We believe in metrics at ZURB. We track them for our clients and for ourselves to get a handle on what's working and what's not, and where opportunity lies. One of our favorite tools is the free and powerful
Google Analytics. However, something about Google Analytics has been really bothering me. See if you can find it on this dashboard screen.
Did you catch it?
No search field! How does Google, a company built on the idea of mining vast sets of data, neglect to make searching a) easy and b) powerful in one of their key products?
So let's fix it!
Alright, we can't quite fix it. What we can do is make suggestions and put out ideas.
For starters, Google believes in a data-centric world and provides tools to reach that data.

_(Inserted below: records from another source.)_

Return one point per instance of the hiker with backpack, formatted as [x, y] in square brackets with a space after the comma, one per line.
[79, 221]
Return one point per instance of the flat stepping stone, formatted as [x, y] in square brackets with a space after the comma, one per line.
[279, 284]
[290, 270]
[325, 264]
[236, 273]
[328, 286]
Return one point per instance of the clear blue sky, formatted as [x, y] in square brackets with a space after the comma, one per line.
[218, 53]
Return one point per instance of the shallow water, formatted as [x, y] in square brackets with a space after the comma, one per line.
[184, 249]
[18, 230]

They've kept that approach incredibly simple (as evidenced by their always-spartan home page) so we'll do the same. A search field, nothing fancy, right up top.

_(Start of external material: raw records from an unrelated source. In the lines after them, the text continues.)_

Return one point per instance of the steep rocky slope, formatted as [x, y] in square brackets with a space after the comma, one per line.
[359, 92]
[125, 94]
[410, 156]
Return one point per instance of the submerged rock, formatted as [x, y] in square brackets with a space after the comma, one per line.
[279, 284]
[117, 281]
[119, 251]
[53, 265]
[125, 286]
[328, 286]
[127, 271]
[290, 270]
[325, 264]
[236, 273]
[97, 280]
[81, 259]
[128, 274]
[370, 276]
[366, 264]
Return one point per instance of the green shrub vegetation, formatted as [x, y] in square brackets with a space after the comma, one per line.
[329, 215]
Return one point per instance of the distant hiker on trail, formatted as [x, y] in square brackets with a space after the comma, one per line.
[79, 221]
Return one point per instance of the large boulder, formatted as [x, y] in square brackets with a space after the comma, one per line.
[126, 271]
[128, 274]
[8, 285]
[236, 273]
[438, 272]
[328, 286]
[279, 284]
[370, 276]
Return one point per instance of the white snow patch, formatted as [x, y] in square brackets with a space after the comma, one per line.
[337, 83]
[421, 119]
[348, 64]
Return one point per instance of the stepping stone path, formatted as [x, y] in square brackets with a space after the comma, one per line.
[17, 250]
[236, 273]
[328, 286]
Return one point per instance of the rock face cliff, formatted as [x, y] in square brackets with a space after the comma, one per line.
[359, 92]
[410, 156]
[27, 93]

We've got the elements in place, now let's think about the interaction. Let's say I want to find how this blog post is doing. Searching for "Fired up" should return a list of any page with "Fired up" in the title or body copy, title results first. Searching for "twitter" should let me know that we get referrals from Twitter, and for what pages and how many.
However, search (especially from Google) can be so much more powerful.
Mark here at ZURB tossed out: what about human language search? "Top ten pages from last week" should return a list of the ten highest-trafficked pages from the past calendar week, just like "5 highest referrers" should return the five largest incoming referrers of all time. Human language search is going to be huge, and soon—you can already see examples of it in Mozilla's
Ubiquity concept.
Google = Search
Google Analytics is a great tool, and for the price (hah!) provides an extraordinary service. But it could do so much more, and more easily, than it already does.
Google built a brand around search, the ubiquity of data – why not bring that into one of their flagship products?
Ryan correctly pointed out that Google Analytics does have a search function – however I'm choosing to ignore their difficult to find, even more difficult to use implementation.